Both the US and Iraqi military have denied that US forces have carried out military operations on the ground in Hawija since October, when US special forces rescued 69 Iraqis in a raid that killed one US commando. But Dubai-based al-Hadath TV and Iraqi media have reported at least half a dozen raids in and around Hawija since late December, led by US special forces.
Washington said last month it was deploying a new force of around 100 special operations troops to Iraq to conduct raids against Islamic State there and in neighbouring Syria, without providing details. US Army Colonel Steve Warren, spokesman for the international coalition bombing Islamic State, rejected the media reports this week, calling them "Iranian disinformation" aimed at distracting from Iraqi military gains against Islamic State elsewhere.
He told Reuters that coalition forces in Iraq have not operated on the ground since the October operation. Iraq's defence minister last week also denied that the US had a role in such raids. Special operations in Hawija "have been repeated a second and third time ... These operations are bearing fruit," said Jabouri, Iraq's most senior Sunni Arab official. "They eliminate the terrorists and free innocents, and for us it represents a positive development."
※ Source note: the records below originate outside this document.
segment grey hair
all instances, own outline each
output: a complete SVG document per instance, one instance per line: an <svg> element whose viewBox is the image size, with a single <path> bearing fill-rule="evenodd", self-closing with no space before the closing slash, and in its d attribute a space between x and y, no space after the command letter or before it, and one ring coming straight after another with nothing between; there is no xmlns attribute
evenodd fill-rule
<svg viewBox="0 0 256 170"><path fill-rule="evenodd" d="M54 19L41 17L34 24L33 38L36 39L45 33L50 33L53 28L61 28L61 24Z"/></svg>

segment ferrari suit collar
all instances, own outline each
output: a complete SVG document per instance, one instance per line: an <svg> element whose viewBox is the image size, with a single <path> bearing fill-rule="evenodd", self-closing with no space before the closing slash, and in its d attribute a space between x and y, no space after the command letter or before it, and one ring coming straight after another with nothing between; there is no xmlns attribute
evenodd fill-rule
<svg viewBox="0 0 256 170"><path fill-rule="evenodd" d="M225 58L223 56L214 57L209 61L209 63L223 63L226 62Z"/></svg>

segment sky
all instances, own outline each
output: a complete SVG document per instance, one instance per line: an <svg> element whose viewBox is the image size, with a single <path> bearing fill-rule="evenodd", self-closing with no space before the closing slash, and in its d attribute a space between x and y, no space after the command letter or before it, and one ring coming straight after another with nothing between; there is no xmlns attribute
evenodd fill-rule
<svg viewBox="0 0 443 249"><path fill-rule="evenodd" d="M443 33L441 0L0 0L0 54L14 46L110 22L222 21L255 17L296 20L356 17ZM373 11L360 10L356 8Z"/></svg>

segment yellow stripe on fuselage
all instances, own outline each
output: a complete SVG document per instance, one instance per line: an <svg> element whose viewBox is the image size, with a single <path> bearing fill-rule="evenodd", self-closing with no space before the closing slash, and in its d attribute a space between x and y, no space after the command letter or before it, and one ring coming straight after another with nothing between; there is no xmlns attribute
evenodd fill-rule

Jabouri said the raids were carried out "from time to time" and "supported by Iraqi forces" but did not specify whether the United States played a role or how many had occurred. The raids are "not direct ground attacks; they are operations targeting the dens of Daesh in important and sensitive areas," Jabouri said, using an Arabic acronym for the group, which is also known as ISIS and ISIL.
He said they were not enough to get rid of Islamic State but "are dealing them strong blows". Local sources near Hawija, including a police officer and a municipal official, said last week that several raids had targeted Islamic State buildings including a courthouse and a police station, killing and capturing several militant leaders. Reuters could not independently verify the reports.